Data Visualization · Mapping
Designing for data — four complex platforms
Making the nonprofit sector's most data-intensive tools legible, accessible, and useful — without making them simple.
Data-rich platforms fail in a predictable way: they become accurate but unusable. These four projects — each at a different scale and for a different audience — share a common design challenge: build the hierarchy that tells users where to look first.
Foundation Maps
Foundation Maps translates 13.6 million grants into interactive maps, network graphs, and funding flow diagrams — helping nonprofits identify funders, researchers study giving patterns, and foundations understand their own reach. I led research, shaped the interaction model, and contributed to front-end implementation across six distinct visualization modes: geographic map, Constellations network graph, Pathways Sankey flow, trend charts, sortable lists, and saved searches.
Equal Footing
Equal Footing was a free international data portal — the first of its kind — mapping philanthropic activity in Burundi, the Democratic Republic of the Congo, and Rwanda, with a specific focus on women's economic development. Launched in 2015 in partnership with Bloomberg Philanthropies and the King Baudouin Foundation, it profiled 1,117 funders, tracked $1.3B in funding, and reached visitors from 143 countries. Built on Foundation Center's Foundation Maps infrastructure, it repurposed the same data visualization technology for a mission-critical, entirely free use case.
Youth Giving
YouthGiving.org launched in June 2016 as a dedicated hub to inspire, connect, and inform youth grantmaking — a field that had grown to thousands of programs with no central resource.
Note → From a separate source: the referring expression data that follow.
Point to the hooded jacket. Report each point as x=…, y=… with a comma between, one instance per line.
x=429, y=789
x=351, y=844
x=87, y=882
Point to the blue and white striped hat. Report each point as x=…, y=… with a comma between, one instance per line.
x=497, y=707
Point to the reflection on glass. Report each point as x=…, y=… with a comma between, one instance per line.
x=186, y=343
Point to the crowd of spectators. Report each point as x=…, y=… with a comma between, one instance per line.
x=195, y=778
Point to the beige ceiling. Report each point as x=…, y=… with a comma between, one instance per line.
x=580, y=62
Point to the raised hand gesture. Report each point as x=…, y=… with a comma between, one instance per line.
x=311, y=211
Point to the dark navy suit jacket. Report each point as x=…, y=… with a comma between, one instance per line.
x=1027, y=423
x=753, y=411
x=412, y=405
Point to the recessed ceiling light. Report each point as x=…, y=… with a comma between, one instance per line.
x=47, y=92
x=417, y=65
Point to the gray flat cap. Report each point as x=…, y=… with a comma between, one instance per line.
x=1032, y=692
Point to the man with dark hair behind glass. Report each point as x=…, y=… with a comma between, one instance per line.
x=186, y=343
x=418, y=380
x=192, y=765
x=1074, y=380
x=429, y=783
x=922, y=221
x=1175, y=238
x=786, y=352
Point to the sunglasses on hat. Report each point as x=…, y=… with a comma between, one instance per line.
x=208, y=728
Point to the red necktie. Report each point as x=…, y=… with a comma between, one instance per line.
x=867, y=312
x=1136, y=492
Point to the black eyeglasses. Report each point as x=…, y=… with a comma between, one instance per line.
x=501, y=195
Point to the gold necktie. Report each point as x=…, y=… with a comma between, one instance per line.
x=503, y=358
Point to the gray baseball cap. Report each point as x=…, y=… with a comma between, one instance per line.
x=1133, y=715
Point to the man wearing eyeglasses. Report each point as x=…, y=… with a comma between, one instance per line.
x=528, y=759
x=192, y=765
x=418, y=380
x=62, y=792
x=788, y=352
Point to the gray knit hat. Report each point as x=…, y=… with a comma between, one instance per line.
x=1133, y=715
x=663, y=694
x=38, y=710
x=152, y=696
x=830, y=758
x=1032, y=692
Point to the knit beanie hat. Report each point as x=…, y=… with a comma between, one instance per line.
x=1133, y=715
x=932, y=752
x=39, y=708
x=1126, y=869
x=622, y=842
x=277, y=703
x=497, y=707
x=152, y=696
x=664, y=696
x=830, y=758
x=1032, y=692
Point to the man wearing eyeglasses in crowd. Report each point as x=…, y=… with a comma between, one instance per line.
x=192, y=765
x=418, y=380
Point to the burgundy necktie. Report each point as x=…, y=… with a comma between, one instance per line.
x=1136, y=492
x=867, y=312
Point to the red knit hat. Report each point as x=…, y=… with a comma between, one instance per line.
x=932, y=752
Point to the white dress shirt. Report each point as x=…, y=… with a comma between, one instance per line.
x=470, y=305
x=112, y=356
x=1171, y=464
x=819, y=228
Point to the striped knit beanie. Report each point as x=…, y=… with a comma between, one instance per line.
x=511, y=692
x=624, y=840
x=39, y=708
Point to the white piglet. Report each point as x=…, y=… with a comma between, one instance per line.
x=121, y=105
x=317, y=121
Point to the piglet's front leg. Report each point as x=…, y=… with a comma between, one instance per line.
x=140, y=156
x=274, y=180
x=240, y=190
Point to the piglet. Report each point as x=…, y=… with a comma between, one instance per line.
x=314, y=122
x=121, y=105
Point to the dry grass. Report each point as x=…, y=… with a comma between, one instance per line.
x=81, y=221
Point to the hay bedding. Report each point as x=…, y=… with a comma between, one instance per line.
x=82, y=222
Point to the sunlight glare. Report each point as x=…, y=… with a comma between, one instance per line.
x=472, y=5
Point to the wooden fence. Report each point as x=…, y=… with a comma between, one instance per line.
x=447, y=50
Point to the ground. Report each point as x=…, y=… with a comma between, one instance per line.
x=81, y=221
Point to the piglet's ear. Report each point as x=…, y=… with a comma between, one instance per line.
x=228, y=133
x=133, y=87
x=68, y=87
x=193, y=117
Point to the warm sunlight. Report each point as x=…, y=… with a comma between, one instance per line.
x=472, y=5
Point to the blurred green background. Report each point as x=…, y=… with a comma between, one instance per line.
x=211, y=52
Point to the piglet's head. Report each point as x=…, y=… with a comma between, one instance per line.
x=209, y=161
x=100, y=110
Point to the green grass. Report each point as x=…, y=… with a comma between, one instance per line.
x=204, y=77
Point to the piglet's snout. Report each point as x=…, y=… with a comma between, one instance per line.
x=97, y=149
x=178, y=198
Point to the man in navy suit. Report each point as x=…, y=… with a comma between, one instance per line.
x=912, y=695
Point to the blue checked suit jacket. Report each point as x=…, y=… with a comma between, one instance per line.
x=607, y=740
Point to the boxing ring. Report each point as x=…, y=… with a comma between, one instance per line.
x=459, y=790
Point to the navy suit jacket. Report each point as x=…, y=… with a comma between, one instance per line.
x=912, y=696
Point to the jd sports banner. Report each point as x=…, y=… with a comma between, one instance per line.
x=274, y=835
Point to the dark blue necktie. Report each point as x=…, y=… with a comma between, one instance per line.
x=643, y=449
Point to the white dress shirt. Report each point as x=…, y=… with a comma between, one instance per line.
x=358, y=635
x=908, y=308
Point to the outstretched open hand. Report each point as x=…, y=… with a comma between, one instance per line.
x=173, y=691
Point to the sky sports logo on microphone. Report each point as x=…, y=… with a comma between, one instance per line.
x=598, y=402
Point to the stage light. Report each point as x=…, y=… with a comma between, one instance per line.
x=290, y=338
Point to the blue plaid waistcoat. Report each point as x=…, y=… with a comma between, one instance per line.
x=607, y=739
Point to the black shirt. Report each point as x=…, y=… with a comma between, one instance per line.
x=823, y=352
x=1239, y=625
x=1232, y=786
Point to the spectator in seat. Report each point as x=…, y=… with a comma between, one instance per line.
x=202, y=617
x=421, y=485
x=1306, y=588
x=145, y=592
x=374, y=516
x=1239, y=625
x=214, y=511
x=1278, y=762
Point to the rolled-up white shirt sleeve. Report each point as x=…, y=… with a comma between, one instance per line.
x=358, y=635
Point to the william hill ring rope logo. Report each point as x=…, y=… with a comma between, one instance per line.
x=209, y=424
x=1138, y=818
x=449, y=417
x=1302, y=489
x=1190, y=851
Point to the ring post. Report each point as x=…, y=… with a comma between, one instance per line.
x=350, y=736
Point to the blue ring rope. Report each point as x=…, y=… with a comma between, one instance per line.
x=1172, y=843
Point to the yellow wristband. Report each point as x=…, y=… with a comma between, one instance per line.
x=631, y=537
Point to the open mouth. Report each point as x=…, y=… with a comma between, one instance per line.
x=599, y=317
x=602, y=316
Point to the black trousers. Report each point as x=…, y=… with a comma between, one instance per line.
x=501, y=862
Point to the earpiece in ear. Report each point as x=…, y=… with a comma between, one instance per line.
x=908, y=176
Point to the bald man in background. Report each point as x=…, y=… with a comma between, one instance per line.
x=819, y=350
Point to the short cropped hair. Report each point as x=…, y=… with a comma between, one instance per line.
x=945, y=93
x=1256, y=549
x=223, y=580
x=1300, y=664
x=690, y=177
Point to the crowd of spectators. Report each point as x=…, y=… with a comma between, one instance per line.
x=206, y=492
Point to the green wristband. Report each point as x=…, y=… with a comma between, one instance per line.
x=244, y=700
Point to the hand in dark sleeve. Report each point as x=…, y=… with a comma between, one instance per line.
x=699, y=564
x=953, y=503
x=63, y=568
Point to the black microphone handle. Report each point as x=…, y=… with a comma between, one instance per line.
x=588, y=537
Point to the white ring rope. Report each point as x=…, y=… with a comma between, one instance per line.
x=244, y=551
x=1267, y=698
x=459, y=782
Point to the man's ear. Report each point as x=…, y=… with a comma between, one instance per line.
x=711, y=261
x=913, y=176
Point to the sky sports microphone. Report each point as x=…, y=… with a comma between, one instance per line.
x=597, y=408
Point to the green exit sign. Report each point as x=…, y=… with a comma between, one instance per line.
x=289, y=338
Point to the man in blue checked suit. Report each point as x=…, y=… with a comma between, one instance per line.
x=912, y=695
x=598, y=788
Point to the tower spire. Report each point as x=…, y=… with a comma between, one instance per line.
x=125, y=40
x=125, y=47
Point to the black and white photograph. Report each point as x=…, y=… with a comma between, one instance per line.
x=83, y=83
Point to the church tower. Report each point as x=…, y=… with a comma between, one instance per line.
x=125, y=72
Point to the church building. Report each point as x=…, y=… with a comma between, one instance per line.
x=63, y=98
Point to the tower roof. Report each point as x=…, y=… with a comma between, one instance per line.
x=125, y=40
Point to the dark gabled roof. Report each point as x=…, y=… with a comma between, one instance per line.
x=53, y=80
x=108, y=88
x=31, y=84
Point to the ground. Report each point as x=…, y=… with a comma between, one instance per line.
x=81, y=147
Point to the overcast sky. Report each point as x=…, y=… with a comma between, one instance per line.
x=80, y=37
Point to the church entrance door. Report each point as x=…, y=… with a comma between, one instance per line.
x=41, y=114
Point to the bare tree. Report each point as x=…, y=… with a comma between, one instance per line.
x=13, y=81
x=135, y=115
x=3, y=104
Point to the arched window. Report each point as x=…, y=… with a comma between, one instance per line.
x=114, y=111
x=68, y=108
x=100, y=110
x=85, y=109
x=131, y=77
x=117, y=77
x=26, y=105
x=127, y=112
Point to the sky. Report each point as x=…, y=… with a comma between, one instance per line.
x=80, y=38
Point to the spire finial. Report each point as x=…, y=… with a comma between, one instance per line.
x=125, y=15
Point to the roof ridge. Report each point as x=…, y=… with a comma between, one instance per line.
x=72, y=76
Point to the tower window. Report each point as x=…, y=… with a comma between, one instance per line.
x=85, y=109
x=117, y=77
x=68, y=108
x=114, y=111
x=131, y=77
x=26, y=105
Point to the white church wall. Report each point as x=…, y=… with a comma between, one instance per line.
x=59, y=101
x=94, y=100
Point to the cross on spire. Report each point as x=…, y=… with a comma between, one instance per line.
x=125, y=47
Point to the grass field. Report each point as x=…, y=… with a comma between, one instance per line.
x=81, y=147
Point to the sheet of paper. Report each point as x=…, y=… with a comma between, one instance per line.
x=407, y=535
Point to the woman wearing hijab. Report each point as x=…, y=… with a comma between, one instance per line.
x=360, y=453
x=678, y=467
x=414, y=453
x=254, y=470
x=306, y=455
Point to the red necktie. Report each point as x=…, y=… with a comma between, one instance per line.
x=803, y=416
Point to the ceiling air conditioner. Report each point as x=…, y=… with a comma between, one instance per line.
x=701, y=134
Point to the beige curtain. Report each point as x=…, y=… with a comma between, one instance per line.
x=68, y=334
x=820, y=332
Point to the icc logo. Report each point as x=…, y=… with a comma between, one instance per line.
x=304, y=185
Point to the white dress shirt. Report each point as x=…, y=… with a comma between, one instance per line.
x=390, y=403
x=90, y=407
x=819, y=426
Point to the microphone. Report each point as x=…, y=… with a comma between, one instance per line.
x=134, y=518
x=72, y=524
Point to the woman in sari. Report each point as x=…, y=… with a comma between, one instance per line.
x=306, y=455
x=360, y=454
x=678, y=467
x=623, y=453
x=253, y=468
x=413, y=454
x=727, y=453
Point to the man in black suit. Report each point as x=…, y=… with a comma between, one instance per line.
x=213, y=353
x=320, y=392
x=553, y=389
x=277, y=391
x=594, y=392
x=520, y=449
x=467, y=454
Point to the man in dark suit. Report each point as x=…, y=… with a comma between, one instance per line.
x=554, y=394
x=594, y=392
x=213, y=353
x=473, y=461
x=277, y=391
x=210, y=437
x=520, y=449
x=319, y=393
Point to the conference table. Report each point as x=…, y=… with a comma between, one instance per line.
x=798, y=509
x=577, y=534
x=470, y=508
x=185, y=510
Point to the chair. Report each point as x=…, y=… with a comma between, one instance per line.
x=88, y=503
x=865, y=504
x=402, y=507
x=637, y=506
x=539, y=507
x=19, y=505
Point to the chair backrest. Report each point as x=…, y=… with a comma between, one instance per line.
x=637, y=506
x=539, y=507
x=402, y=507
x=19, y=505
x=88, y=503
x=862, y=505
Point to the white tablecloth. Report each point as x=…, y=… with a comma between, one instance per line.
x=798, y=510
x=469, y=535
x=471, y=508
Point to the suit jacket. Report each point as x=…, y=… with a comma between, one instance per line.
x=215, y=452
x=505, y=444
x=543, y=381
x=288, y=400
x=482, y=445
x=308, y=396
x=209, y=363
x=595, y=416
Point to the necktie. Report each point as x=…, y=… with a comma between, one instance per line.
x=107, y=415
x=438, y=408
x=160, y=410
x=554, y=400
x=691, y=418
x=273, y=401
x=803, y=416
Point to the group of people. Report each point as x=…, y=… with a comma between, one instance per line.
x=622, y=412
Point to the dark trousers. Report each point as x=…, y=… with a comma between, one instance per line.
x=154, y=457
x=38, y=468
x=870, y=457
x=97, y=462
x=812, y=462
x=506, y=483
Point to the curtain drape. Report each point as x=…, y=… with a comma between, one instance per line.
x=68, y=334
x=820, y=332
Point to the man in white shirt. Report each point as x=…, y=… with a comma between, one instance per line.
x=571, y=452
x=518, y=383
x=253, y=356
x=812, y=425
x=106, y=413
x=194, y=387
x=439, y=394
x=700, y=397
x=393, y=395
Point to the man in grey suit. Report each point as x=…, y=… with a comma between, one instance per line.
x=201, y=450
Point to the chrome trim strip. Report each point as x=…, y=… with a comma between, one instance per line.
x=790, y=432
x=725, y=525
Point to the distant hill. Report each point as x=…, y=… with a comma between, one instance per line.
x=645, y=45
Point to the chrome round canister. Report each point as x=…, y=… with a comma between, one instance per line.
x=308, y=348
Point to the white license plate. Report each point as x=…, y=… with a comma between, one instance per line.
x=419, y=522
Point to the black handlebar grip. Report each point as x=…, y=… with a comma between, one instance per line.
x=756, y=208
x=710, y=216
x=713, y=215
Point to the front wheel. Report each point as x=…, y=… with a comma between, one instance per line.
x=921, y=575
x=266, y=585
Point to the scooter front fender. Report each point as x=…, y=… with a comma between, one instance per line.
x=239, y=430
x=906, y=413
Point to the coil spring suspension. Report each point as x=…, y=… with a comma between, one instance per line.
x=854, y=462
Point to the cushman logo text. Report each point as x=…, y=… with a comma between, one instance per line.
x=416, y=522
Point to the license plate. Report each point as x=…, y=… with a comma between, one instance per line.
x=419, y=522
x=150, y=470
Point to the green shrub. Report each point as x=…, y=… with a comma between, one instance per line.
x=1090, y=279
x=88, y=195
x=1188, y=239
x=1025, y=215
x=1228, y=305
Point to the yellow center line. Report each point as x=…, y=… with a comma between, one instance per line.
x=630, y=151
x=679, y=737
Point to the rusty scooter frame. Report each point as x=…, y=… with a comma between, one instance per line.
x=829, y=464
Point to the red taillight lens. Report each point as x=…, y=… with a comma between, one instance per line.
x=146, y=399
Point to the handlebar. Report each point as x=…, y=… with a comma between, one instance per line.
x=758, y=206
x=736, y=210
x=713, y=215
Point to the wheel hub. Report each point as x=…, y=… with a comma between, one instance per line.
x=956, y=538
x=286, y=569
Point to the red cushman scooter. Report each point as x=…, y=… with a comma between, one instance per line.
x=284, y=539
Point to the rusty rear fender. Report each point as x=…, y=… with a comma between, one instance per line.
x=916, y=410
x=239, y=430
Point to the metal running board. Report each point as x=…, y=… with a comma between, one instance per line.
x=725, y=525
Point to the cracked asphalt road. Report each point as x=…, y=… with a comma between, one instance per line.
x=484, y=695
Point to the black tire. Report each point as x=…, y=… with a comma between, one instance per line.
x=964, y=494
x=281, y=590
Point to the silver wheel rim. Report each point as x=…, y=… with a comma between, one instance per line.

The site catalogued 800+ youth philanthropy programs worldwide, tracked $14M+ in youth-directed grants since 2001, and served a dual audience: young grantmakers aged 8–21 and the educators and foundation staff supporting them. It was funded by a $75,000 grant from the Frieda C. Fox Family Foundation, and grew directly from a Foundation Center landscape scan that identified the need.
FDO Workspace
FDO Workspace was not a separate product — it was the personalized dashboard and workflow layer built into Foundation Directory Online for paying subscribers. Features included saved searches with email alerts, prospect tracking with stage progression, a Projects tool that linked funders to specific funding needs, task management with deadlines and notes, and auto-identification of past funders by matching the organization's name against the grants database. It transformed FDO from a reference tool into something closer to a lightweight CRM for grant development.